Nella notte fra il 30 e il 31 ottobre, a Bucarest, è scoppiato un incendio in un club durante un concerto rock. Il bilancio delle vittime sale, ad oggi, a 47 morti e si contano più di un centinaio di feriti. Un settimana dopo, in seguito alle manifestazioni di strada, nate come dimostrazioni di solidarietà con le vittime e le loro famiglie, il Primo ministro si è dimesso ed insieme a lui il governo. Vengono richieste, inoltre, le dimissioni del presidente della Repubblica e del patriarca della Chiesa Ortodossa Rumena.
Viviamo in una società nella quale, ormai, tutto si può comprare online: generi alimentari, vestiti, elettronica e, ultimamente, anche le rivolte popolari si organizzano sui social network.
Il popolo di facebok, come i suoi aderenti si fanno chiamare, istigato online da persone che si nascondono dietro a vari profili e pagine, è sceso in piazza nella capitale e nelle varie città della Romania e della Diaspora per chiedere le suddette dimissioni.
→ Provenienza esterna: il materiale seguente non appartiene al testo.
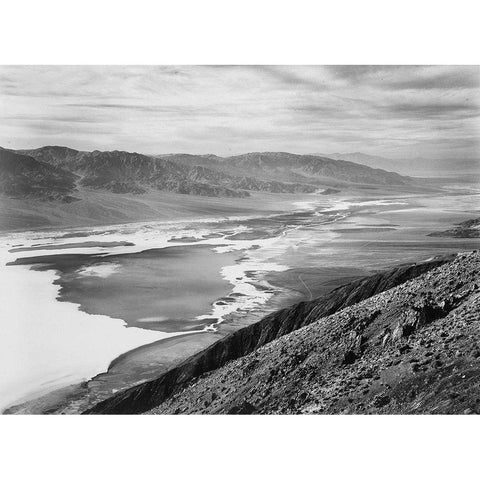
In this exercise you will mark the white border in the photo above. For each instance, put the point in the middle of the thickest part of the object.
(247, 32)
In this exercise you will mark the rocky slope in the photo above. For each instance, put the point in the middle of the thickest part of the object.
(21, 176)
(125, 172)
(412, 349)
(282, 166)
(133, 173)
(246, 340)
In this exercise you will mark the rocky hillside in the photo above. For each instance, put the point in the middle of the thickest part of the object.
(282, 166)
(412, 349)
(246, 340)
(208, 175)
(21, 176)
(125, 172)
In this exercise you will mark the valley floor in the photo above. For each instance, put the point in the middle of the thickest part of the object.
(320, 242)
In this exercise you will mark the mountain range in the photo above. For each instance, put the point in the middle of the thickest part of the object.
(56, 173)
(417, 166)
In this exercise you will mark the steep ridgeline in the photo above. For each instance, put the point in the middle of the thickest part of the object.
(283, 166)
(410, 350)
(125, 172)
(248, 339)
(21, 176)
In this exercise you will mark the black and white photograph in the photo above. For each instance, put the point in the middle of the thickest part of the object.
(240, 239)
(291, 241)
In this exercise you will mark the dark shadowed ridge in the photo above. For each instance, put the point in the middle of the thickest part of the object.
(248, 339)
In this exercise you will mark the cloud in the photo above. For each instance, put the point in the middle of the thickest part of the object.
(385, 110)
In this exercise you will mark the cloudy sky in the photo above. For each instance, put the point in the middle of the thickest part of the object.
(398, 112)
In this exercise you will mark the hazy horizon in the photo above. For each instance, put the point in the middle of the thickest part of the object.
(397, 112)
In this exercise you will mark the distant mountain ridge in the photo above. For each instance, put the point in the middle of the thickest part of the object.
(283, 166)
(56, 172)
(413, 166)
(22, 176)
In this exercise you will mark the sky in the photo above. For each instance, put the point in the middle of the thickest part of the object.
(392, 111)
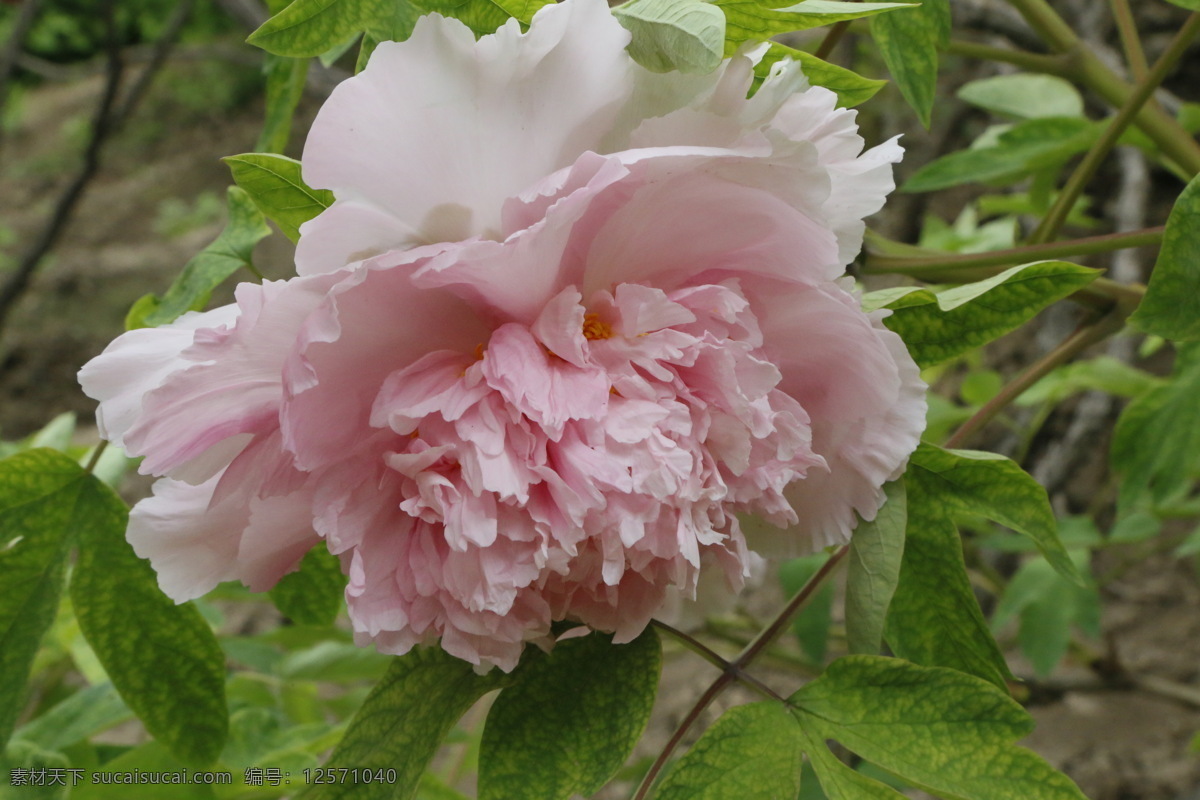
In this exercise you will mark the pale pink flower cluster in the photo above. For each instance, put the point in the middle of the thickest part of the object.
(565, 322)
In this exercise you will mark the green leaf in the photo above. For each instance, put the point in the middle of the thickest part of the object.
(396, 28)
(1025, 96)
(1103, 373)
(750, 20)
(1156, 445)
(839, 781)
(934, 618)
(163, 659)
(939, 729)
(208, 269)
(285, 86)
(1171, 306)
(876, 552)
(909, 42)
(811, 624)
(313, 595)
(309, 28)
(1049, 607)
(1026, 148)
(81, 715)
(683, 35)
(480, 16)
(940, 326)
(402, 722)
(751, 752)
(570, 720)
(973, 482)
(850, 86)
(40, 495)
(275, 186)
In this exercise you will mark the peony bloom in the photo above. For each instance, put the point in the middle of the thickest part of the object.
(564, 323)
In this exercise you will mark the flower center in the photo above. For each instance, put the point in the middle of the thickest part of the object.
(595, 328)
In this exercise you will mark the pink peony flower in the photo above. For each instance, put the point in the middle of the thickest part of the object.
(565, 322)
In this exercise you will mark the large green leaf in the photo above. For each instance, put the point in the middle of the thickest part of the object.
(81, 715)
(1025, 96)
(570, 720)
(973, 482)
(751, 20)
(276, 187)
(309, 28)
(40, 498)
(850, 86)
(1171, 306)
(876, 552)
(753, 752)
(313, 594)
(208, 269)
(285, 86)
(1026, 148)
(683, 35)
(941, 325)
(909, 42)
(162, 657)
(1156, 445)
(945, 732)
(1049, 608)
(402, 722)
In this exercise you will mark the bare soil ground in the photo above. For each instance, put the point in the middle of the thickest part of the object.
(1128, 743)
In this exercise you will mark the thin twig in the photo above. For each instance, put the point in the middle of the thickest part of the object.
(101, 128)
(715, 659)
(109, 115)
(941, 266)
(1128, 113)
(1073, 346)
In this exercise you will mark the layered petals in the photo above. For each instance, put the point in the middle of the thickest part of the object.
(571, 337)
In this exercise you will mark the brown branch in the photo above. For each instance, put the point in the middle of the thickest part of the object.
(108, 118)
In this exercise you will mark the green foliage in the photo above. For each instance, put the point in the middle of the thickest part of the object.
(40, 492)
(909, 42)
(163, 660)
(939, 729)
(1049, 607)
(811, 624)
(1031, 146)
(275, 186)
(850, 86)
(876, 552)
(934, 618)
(313, 595)
(753, 752)
(570, 720)
(972, 482)
(1025, 96)
(671, 35)
(309, 28)
(937, 326)
(285, 86)
(1171, 307)
(1156, 446)
(208, 269)
(749, 20)
(402, 722)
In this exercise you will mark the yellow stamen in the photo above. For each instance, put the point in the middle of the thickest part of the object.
(595, 328)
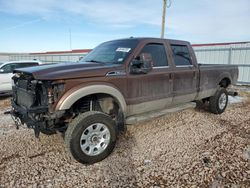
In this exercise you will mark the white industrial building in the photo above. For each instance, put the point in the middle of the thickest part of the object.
(237, 53)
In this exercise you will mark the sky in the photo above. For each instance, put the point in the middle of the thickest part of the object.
(46, 25)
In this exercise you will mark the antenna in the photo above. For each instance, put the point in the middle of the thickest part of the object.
(165, 6)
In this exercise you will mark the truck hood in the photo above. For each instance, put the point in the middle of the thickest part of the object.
(68, 70)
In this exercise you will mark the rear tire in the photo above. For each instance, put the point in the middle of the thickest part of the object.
(218, 102)
(91, 137)
(48, 132)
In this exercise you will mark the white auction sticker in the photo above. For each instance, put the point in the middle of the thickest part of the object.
(123, 49)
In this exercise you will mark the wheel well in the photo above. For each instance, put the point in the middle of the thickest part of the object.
(225, 82)
(100, 102)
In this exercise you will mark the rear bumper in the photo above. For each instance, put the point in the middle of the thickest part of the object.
(5, 93)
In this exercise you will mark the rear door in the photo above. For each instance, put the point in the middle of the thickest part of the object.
(185, 75)
(151, 91)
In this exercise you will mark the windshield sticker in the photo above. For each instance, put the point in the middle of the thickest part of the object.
(123, 49)
(120, 59)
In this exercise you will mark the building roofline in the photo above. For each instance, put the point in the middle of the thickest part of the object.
(62, 52)
(220, 44)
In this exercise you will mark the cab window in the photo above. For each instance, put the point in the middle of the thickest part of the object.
(158, 54)
(181, 55)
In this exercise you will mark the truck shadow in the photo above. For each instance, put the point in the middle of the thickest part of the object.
(120, 166)
(202, 107)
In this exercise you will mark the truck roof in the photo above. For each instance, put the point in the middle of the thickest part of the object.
(152, 38)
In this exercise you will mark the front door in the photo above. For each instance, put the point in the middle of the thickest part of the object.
(151, 91)
(185, 75)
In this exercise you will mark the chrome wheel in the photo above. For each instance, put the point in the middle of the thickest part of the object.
(222, 101)
(95, 138)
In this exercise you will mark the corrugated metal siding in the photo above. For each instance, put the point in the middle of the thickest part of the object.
(236, 54)
(49, 58)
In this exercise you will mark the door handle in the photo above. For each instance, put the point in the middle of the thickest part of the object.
(171, 76)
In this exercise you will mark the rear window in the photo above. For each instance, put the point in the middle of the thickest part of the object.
(181, 55)
(23, 65)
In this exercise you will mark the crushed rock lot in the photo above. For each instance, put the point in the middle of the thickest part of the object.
(192, 148)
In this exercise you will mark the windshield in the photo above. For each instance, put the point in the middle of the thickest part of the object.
(113, 52)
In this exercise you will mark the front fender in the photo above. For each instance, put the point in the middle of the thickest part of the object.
(73, 95)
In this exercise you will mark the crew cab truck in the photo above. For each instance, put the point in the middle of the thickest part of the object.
(91, 101)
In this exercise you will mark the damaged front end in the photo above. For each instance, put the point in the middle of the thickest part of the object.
(32, 103)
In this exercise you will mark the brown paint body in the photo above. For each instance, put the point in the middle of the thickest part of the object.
(179, 84)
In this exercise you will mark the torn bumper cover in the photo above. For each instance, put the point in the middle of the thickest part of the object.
(30, 104)
(22, 116)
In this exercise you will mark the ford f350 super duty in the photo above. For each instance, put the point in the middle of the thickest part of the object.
(92, 100)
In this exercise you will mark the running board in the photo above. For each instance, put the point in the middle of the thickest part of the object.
(150, 115)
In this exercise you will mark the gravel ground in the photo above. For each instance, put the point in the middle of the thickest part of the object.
(192, 148)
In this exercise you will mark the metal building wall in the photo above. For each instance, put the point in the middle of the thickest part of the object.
(49, 58)
(233, 53)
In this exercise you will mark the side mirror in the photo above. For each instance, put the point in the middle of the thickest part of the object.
(141, 64)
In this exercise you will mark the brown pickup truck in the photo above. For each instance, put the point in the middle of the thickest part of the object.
(92, 100)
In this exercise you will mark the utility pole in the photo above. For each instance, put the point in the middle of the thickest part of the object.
(163, 18)
(70, 40)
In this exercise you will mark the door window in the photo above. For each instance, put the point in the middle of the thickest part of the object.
(181, 55)
(158, 54)
(8, 68)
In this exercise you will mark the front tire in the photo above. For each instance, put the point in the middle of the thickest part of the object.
(91, 137)
(218, 102)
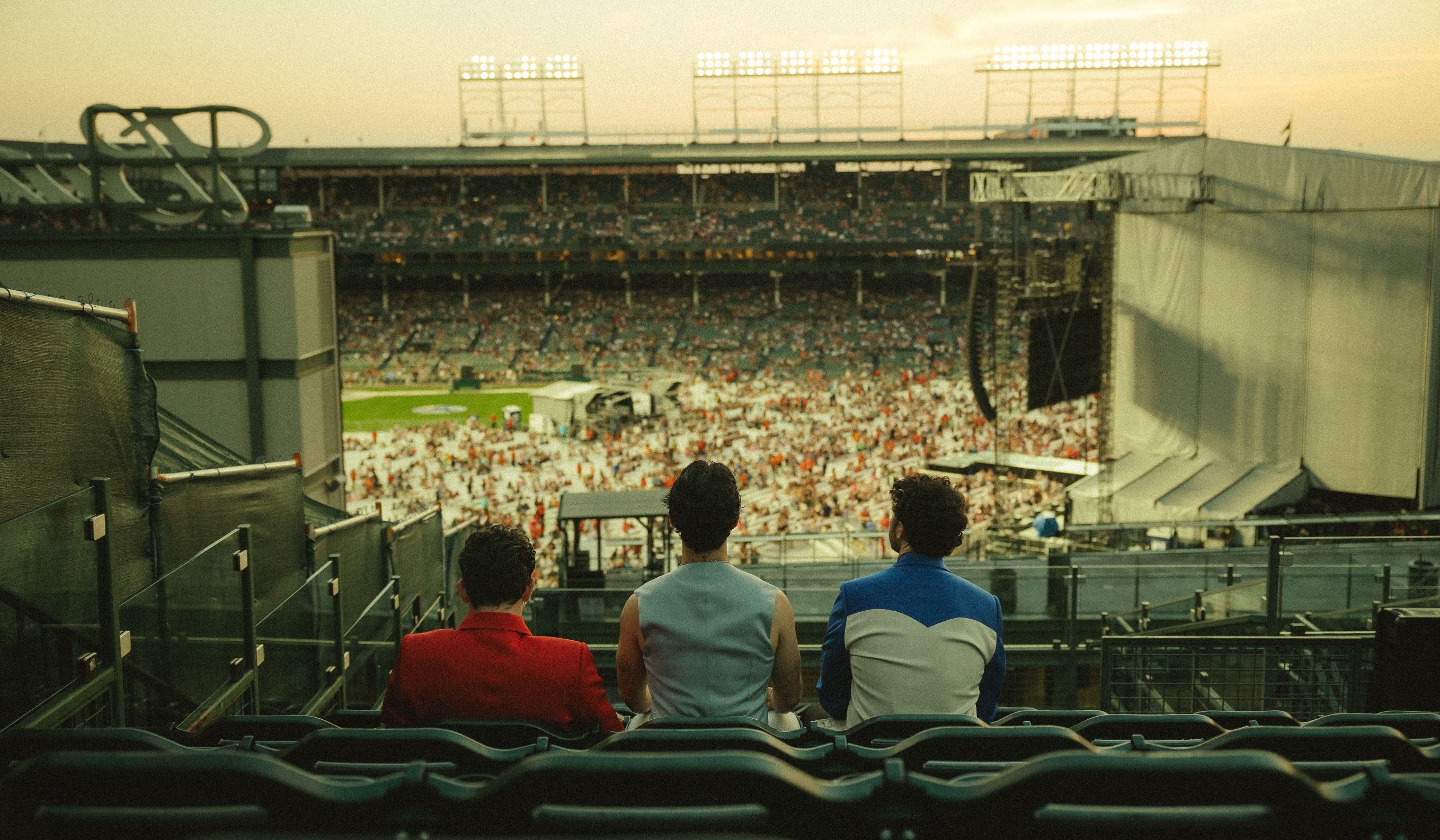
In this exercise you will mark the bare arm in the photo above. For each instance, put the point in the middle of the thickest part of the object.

Al di là della forza e dell’energia sproporzionate che sono state impiegate in queste manifestazioni, segno di un generazione delusa, ,,senza santi né eroi”, stupisce che nessuno si sia posto tre domande fondamentali.
Quali sono i veri colpevoli di questa tragedia?
In che modo primo ministro, presidente della Repubblica e Patriarca possono essere ritenuti responsabili dell’accaduto?
E, la più basilare, cui bono? Ovvero: chi trae benefici dai poveri delusi, convinti a urlare a scuarciagola nelle piazze?
Una rivoluzione fatta contro qualcosa o qualcuno, e non per una causa è destinata a fallire, creando solo, per un attimo, un vuoto di potere che sarà riempito da colui che l’ha architettata. Cui bono?….
Cosi, quello che una volta era un esercizio democratico, oggi è diventato strumento di presa di potere. Il tempo mi darà ragione, anche se spero con tutto me stesso di aver torto, ma non dobbiamo perdere di vista l’essenziale, ovvero, che nell’incendio di Colectiv sono morte delle persone, che ci sono delle famiglie in lutto ed è il nostro dovere da cristiani, innanzitutto, stare vicino a loro in preghiera.